Comparison of our best-performing model to human readers indicated superior performance of the CNN. This is expected given the known inability of human readers to accurately distinguish between benign and malignant renal tumors based on CT. Studies have reported similar results to ours, with specificity of differentiation between benign and malignant tumors around 50% on multiphasic CT [47]. Human readers can use CT to detect the presence of a renal tumor with very high accuracy, approximating 100%. However, distinguishing between benign and malignant lesions is difficult even in cases where MRI is also employed, necessitating biopsy for most of the cases [48]. Importantly, when our readers were asked to make the same diagnosis but with the assistance of AI, their performance was significantly increased, indicating that our CNN can have an important value in everyday clinical practice. Nonetheless, even with the assistance of AI, the performance of humans did not increase higher than 72% which is still not an acceptable diagnostic accuracy for a tumor.

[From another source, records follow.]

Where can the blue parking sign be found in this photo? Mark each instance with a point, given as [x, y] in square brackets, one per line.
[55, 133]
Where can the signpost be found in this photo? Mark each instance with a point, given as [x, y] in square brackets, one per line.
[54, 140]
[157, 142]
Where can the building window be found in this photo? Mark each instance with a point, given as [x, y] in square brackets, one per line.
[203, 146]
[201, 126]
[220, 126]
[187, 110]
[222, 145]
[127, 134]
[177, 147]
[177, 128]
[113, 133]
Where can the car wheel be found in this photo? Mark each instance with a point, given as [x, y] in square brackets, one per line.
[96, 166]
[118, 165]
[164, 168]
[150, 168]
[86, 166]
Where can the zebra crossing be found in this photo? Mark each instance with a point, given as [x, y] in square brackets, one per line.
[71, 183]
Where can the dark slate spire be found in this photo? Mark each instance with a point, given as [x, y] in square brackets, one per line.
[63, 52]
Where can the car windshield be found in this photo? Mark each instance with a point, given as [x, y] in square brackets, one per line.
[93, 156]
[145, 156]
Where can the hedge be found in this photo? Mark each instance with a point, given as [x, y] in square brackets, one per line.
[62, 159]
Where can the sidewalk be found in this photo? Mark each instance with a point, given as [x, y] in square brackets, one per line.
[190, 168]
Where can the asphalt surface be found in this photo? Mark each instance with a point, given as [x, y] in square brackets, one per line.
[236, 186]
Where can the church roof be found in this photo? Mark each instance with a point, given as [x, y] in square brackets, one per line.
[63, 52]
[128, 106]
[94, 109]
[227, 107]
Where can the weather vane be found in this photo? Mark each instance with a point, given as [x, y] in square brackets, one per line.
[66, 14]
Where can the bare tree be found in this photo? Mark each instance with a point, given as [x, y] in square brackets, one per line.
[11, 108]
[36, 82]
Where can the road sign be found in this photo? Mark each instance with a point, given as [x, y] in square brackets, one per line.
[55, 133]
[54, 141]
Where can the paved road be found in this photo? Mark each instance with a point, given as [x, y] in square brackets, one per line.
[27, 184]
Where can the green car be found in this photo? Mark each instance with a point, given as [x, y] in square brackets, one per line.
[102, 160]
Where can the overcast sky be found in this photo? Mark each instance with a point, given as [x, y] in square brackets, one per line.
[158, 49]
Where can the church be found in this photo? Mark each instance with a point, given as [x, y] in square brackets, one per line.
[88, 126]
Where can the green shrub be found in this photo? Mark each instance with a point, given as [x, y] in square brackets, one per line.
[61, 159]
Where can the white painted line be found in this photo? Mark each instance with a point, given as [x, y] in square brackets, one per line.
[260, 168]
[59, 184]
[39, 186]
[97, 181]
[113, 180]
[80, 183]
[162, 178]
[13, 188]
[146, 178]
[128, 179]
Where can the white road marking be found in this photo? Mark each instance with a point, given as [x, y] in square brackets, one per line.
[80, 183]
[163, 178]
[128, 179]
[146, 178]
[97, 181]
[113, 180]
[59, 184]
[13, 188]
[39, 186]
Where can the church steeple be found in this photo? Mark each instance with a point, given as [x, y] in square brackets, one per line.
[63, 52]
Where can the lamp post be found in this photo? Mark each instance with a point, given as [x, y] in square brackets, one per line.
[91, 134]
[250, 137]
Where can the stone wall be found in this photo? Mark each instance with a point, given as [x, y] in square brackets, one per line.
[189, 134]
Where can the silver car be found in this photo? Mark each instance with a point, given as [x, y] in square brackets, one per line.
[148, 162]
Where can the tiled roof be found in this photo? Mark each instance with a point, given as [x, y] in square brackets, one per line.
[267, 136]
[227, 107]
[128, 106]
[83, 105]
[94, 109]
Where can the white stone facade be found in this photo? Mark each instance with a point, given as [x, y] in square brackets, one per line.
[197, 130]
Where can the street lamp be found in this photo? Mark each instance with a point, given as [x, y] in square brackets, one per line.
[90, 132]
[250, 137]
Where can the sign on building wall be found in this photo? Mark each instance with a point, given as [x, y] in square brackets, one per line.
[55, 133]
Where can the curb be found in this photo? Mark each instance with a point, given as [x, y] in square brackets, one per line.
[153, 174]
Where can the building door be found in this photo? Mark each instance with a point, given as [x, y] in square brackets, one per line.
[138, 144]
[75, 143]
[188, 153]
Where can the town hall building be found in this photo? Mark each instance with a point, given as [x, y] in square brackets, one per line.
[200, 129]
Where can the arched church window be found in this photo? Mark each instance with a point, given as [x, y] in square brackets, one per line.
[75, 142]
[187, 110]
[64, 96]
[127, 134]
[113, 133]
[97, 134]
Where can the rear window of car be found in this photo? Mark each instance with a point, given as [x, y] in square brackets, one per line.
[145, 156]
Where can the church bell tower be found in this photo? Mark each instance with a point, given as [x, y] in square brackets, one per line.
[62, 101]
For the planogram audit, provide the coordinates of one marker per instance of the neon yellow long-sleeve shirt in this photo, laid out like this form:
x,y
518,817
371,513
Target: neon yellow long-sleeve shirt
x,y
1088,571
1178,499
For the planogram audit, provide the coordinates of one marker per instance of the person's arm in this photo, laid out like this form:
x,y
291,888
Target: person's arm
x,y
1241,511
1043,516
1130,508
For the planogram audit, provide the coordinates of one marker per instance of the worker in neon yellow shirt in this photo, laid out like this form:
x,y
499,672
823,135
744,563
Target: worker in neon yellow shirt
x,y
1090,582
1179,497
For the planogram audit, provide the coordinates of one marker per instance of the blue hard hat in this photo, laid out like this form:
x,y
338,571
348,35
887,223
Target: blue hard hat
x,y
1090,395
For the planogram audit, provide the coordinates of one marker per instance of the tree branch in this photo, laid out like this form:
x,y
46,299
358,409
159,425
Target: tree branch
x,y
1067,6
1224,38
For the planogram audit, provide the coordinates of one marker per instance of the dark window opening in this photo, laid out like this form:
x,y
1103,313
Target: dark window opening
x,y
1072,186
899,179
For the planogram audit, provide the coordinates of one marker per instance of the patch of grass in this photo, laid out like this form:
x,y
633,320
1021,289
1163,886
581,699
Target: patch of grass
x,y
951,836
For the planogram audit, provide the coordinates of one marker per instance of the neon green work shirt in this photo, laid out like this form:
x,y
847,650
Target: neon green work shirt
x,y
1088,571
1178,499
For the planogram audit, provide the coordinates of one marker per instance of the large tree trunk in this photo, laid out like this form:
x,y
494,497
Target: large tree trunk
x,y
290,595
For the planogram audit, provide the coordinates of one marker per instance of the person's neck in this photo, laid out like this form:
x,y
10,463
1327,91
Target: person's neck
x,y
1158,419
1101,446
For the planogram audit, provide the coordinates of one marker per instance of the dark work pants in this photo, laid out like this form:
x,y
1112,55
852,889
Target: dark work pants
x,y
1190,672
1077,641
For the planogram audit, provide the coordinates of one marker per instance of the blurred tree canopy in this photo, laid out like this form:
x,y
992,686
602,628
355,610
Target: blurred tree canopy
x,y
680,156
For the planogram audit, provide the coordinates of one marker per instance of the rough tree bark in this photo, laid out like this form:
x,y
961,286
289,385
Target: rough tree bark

Our study has certain strengths and limitations. Strengths include the diversity of the dataset, the large dataset size relative to other published studies, the pathological confirmation of all cases, and the use of CT images, the most commonly used modality for evaluating such patients. Limitations of our method include its retrospective nature and the lack of tumors that did not undergo resection or biopsy based on their imaging appearance such as renal cysts. The latter could potentially alter the prevalence of benign tumors in our dataset. Nonetheless, the inclusion of pathologically unconfirmed cases would also hamper the trust in our results. Another limitation of our study could be the use only single-phase images. However, despite the use of a single phase, our algorithms exhibited excellent performance. This is in line with previous publications demonstrating that disregarding contrast phase information does not affect the performance of deep learning algorithms in the evaluation of renal tumors [23]. The fact that the developed models were not evaluated on their ability in distinguishing different sub-types of benign or malignant masses is another potential limitation. Nonetheless, this could not be possible given the very small number of certain tumor subtypes. Additionally, the lack of external validation presents one more limitation of this work. The selection of representative images for the model could be a limitation since it could be affected by the experience of the reader. However, identifying the main features of the lesion (e.g., necrosis, cystic components, extracapsular extension) that should also be included in the representative image should be routinely done in any report. It is, therefore, important that readers that are not experienced to report such exams should not be involved in the selection of images. Finally, misclassified cases still exist despite our method’s high performance, which could be potentially reduced by obtaining an even larger dataset.

In conclusion, we demonstrated that CNNs have a high performance in differentiating between benign and malignant renal tumors. The multicenter international dataset used herein ensures the diversity of our training data and represents an important step toward the reproducibility of our algorithms.